N_odd
- miepython.vsh.N_odd(n, lambda0, d_sphere, m_index, r, theta, phi)[source]
Compute the nth odd electric vector spherical harmonic (m=1).
This function calculates the odd-parity electric vector spherical harmonic, denoted as N_{omn}(rho), for the given multipole order n. The proper Bessel function is chosen based on whether the calculation is performed inside or outside the sphere.
The wavenumber k=2𝜋m/λ₀ where m is the index of refraction of the sphere or medium at a distance r from the center of the sphere. λ₀ is the wavelength in a vacuum.

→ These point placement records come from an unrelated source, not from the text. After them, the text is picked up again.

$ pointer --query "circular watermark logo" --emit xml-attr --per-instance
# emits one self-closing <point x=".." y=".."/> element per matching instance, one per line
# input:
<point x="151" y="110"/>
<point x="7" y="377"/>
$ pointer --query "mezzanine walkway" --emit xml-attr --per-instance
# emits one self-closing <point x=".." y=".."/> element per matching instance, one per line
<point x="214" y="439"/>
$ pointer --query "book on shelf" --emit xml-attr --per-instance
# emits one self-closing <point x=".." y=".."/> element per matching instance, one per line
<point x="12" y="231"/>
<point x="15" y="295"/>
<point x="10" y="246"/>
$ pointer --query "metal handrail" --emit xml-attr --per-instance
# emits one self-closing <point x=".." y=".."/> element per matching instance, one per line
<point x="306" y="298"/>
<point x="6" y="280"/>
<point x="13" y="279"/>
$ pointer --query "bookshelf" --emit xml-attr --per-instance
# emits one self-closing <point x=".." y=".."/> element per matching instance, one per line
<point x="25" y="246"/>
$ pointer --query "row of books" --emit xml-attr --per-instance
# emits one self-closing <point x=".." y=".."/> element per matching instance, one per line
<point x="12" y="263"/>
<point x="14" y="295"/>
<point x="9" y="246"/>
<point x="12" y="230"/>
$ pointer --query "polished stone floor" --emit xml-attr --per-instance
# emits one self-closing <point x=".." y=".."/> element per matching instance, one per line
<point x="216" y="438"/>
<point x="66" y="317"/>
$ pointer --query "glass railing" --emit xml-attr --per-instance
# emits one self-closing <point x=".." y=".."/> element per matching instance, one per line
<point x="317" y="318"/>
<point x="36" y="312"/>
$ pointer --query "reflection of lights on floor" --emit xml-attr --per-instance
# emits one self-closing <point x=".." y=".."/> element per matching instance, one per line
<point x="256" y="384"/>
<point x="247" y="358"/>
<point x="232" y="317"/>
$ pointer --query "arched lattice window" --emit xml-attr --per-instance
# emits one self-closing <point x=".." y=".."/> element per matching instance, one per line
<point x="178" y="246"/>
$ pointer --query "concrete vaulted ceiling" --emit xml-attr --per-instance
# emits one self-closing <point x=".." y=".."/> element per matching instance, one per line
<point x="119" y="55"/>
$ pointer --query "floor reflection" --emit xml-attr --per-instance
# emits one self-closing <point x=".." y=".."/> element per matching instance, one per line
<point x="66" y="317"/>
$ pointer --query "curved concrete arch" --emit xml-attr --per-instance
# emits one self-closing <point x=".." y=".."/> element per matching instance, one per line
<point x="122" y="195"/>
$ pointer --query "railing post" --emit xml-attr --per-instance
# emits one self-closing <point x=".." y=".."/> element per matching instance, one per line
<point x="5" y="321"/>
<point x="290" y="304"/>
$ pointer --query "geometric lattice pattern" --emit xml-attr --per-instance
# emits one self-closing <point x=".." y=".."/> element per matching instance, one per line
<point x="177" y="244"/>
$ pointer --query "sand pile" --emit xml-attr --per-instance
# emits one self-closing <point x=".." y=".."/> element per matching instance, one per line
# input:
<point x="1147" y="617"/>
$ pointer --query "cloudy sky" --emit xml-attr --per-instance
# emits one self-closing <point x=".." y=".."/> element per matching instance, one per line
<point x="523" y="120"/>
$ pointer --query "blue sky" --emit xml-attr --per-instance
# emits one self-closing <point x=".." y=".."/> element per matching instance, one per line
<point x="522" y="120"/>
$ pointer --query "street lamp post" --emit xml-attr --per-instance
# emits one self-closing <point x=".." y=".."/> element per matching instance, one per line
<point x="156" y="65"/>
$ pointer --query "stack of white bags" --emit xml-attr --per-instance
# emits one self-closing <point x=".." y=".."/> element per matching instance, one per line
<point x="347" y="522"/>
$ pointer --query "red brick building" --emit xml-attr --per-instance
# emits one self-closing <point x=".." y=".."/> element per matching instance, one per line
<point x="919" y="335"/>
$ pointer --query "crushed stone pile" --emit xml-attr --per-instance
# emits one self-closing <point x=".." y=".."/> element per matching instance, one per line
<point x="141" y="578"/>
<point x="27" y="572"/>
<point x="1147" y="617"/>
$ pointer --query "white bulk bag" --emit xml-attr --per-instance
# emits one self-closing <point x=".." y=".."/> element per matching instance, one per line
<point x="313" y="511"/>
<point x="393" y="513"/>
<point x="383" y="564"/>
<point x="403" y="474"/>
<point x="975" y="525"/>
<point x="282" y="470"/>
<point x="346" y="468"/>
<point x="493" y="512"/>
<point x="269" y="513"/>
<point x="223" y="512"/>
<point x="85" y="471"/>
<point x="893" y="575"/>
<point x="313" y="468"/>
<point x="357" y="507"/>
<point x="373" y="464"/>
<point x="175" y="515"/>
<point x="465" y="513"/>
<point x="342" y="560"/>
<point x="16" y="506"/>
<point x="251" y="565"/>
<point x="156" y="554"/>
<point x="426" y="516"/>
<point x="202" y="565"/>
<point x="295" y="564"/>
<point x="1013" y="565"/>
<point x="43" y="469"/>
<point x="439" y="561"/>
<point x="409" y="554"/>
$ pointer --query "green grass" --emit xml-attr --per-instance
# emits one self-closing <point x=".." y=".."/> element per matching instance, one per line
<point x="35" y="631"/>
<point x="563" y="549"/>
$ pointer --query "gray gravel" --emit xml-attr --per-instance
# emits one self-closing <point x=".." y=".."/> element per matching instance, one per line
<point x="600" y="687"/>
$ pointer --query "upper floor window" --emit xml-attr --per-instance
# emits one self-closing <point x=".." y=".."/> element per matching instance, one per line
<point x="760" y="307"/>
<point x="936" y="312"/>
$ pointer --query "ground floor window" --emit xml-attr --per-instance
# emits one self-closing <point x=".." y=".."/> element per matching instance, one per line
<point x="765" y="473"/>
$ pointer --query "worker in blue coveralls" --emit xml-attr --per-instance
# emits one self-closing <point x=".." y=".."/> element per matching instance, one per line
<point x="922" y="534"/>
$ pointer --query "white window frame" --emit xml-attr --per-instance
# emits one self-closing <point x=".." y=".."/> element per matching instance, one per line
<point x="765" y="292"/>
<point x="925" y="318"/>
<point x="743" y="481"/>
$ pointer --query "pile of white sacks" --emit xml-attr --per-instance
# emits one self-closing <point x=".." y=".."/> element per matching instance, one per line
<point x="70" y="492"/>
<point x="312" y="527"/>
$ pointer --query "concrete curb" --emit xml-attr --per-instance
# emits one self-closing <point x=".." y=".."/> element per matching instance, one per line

The units on d_sphere, r and are should be the same (e.g., microns) and those on k should be the reciprocal (e.g. 1/microns)
The conventions used follow the “Vector Spherical Harmonics” Wikipedia page and Ladutenko’s paper (DOI: https://doi.org/10.1016/j.cpc.2017.01.017).
- Parameters:
n (int) – Harmonic (1 for dipole, 2 for quadrupole, etc.).
lambda0 (float) – Wavelength in a vacuum.
d_sphere (float) – Diameter of the sphere.
m_index (complex) – Refractive index at position r.
r (float) – Radial distance from center of sphere.
theta (float) – Polar angle in radians (angle from z-axis).
phi (float) – Azimuthal angle in radians. (angle from x-axis).
- Returns:
tuple – A tuple (N_r, N_theta, N_phi) representing the radial, polar, and azimuthal components of the odd electric vector spherical harmonic.